Monday, November 19, 2001
2:00pm
CSB 232


Abstract

We first review popular P2P file-sharing systems, including Napster, Gnutella and Morpheus. We observe that one major shortcoming of these P2P systems is that there is no collaboration among peers - each peer acts in its own interest, thereby wasting bandwidth and storage. In this talk we propose and analyze new P2P algorithms for which collaboration plays a central role. Our algorithms are simple, distributed, do not rely on a content index, and increase significantly P2P performance.


About the Speaker

Keith Ross has been a professor at the Eurecom Institute (Sophia Antipolis, France) since 1997. Before joining Eurecom, he was a professor in the Department of Systems Engineering at the University of Pennsylvania from 1985 through 1997. Professor Ross's principle research interests are in the theory and practice computer networking.
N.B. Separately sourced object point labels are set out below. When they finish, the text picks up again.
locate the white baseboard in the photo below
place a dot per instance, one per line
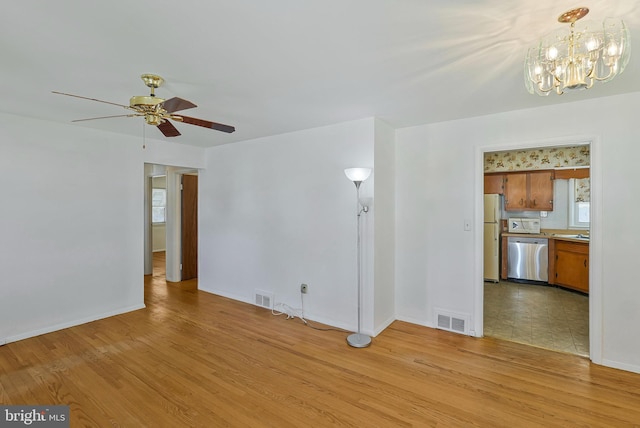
(416, 321)
(384, 326)
(621, 366)
(61, 326)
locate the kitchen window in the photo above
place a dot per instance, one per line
(158, 206)
(579, 203)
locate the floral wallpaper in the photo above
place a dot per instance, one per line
(545, 158)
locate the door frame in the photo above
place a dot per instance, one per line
(595, 242)
(173, 220)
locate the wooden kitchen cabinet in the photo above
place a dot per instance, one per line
(529, 191)
(494, 184)
(572, 265)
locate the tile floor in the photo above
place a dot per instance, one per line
(538, 315)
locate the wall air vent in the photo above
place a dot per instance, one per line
(263, 299)
(451, 321)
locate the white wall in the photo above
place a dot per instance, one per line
(278, 211)
(384, 203)
(71, 225)
(439, 172)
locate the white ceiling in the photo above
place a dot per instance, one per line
(276, 66)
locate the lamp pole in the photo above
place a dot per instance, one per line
(358, 175)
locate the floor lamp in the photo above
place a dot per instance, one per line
(358, 175)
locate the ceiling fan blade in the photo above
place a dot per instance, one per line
(168, 129)
(206, 124)
(105, 117)
(90, 99)
(177, 104)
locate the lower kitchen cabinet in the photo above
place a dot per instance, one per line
(572, 265)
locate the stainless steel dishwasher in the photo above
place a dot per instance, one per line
(528, 258)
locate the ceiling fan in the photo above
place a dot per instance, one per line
(157, 111)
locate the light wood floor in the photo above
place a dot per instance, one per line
(195, 359)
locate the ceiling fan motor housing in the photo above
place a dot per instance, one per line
(142, 100)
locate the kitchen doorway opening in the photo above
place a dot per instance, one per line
(549, 311)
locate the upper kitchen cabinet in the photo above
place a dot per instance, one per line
(494, 184)
(529, 191)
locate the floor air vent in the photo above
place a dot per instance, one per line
(264, 299)
(458, 323)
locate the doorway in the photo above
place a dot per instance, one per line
(539, 314)
(180, 221)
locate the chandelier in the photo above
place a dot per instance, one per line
(575, 59)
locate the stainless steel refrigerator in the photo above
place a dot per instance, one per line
(492, 210)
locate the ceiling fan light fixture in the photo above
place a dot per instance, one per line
(575, 59)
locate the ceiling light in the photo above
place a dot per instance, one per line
(575, 59)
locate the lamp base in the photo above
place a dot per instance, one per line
(358, 340)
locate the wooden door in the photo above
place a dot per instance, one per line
(189, 227)
(541, 190)
(515, 192)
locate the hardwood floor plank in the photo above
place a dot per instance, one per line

He has published over 60 papers and has supervised 13 Ph.D. students. He was written two books, including a best-selling textbook, "Computer Networking: A Top-Down Approach Featuring the Internet," (with Jim Kurose), which was published by Addison Wesley in 2000. He is also the principle founder of Wimba, an Internet startup specializing in asynchronous voice and eLearning.